Pretty amazing that stars of the top movies over the 4th - the ultimate time to release a blockbuster - aren't the stars, but rather the technology.

This fact is but one reason to conclude that the days of multi-million dollar movie stars like Tom Cruise and Demi Moore are numbered. As I see it, there are four trends that spell doom for mega-stars in the future.

1. Advances in Animation. Animated movies are no longer for kids. The clever writing and amazing graphics make Pixar films (and wannabe Pixar films, like Shrek) huge fan favorites. And sure, these movies do employ movie stars for the voice-work, but frankly celebrity voices aren't the draw anymore; rather, its the creativity and amazing special effects that draw audiences. By the way, eight of the top 50 movie openings of all time are animated features - and all of those were released in the last seven years. Strike one.

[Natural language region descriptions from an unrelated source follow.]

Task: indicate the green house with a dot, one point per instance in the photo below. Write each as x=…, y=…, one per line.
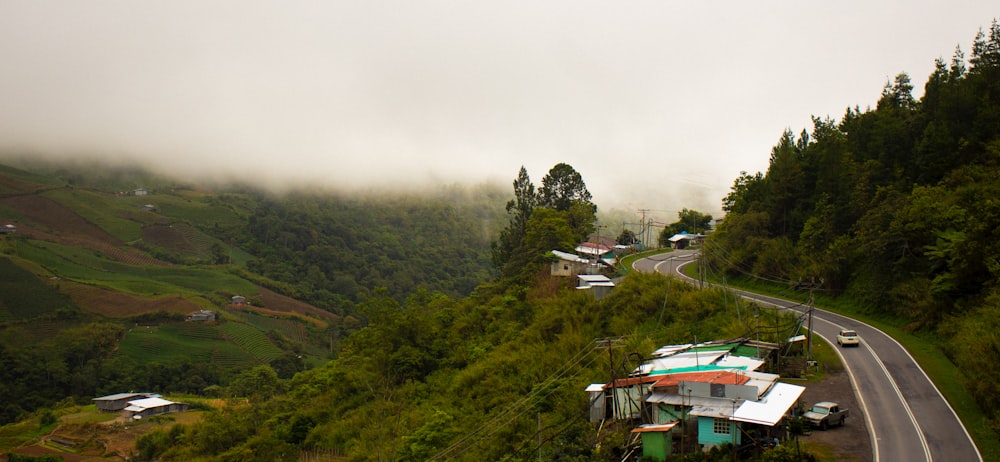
x=655, y=440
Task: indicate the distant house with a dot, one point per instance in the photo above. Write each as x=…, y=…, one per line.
x=568, y=264
x=599, y=284
x=605, y=254
x=118, y=401
x=145, y=407
x=683, y=240
x=201, y=315
x=714, y=387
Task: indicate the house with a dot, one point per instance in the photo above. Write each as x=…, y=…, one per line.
x=656, y=440
x=201, y=315
x=714, y=387
x=683, y=240
x=598, y=284
x=568, y=264
x=141, y=408
x=118, y=401
x=600, y=252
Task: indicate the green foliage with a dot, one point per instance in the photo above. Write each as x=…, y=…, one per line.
x=688, y=221
x=11, y=457
x=558, y=217
x=24, y=296
x=461, y=380
x=892, y=208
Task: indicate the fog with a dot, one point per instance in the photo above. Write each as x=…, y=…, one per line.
x=659, y=105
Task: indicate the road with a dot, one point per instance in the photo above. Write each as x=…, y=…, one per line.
x=907, y=417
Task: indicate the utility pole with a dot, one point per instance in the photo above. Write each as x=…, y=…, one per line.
x=643, y=232
x=610, y=344
x=809, y=337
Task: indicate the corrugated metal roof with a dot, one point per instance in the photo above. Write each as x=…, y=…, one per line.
x=769, y=410
x=720, y=409
x=717, y=377
x=647, y=428
x=569, y=256
x=149, y=402
x=118, y=396
x=595, y=387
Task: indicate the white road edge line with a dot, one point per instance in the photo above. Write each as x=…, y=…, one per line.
x=936, y=390
x=857, y=393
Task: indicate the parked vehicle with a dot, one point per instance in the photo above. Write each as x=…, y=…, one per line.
x=847, y=337
x=824, y=414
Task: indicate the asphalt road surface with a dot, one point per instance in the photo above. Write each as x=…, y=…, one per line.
x=907, y=417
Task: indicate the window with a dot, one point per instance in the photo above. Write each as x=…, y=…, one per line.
x=721, y=427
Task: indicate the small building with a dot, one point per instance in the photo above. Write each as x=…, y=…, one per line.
x=141, y=408
x=600, y=252
x=684, y=240
x=656, y=440
x=568, y=264
x=201, y=315
x=118, y=401
x=599, y=284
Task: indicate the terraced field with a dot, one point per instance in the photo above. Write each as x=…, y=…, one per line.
x=293, y=330
x=251, y=340
x=192, y=341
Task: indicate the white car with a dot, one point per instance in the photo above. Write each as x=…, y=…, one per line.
x=848, y=337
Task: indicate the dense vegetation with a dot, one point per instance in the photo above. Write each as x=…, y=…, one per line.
x=453, y=345
x=441, y=379
x=894, y=208
x=90, y=257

2. Movie Attendance Down, Internet Attendance Up. Since 2002, annual movie attendance in the US has declined by about 200 million tickets. In approximately the same time period, Internet usage has increased 121%, to the point that today about 91% of all Americans have Internet access. The younger generation has lots of online diversions - Facebook, Second Life, World of Warcraft - that are as interesting and much cheaper than a night out at the movies. Strike two.

3. Increases in Broadband Speed Enable Online Downloads, Illegal or Otherwise. There was a time when only the music industry needed to worry about online downloads killing their business. That time has passed. As more and more American households upgrade to broadband Internet service and faster, more powerful computers, online movie downloads are becoming increasingly popular.

And that's not good news for the movie industry. A recent study revealed that the number of illegally downloaded movies outnumbered legally downloaded movies five to one. The study suggested that six million households had illegally downloaded a video within a one month period.

As the music industry has discovered, you can prosecute illegal downloaders all you want, but that won't make the problem go away. And even if you do introduce programs like iTunes, the price you can charge for your goods is far less than the olden days of selling through WalMart and electronics stores.

Translation: the secondary market of DVDs and movie rentals is in trouble, and this spells big trouble for the movie industry, which relies heavily on these outlets for revenue. And of course, what's bad for the movie industry is bad for the movie star. Strike three.

4. Digital Cameras Make Low Budget Easy. In many respects, it's cheaper to make a great movie today than it is to make a great video game. The average PlayStation 2 video game costs over $8 million to make, yet independent films like Saw, Napoleon Dynamite, or the embarrassingly bad Blair Witch Project, can often be made for a few hundred thousand dollars.

Digital cameras, computer editing software, even screenwriting software, have all made it possibly to create high-quality films at a fraction of the cost. These films are often a great deal for movie studios as well, as they can sit back and wait until a film gets rave reviews at the Sundance Festival before having to invest a penny of their own money.

Compare that to the millions of dollars wasted on 'blockbusters' like WaterWorld or War of the Worlds and it makes good business sense to find as many independent films as you can to fill your release schedule.

Once again, these independent films rarely have huge star-power. Instead, they have stories that are often too edgy for the studios to make, with no-name stars, no-name directors, but an outstanding end-result.

Strike four for major actors.

Animation, declining movie attendance, increased Internet usage, illegal downloads, and cheaper and better independent films. Tom and Katie, don't buy that summer home yet.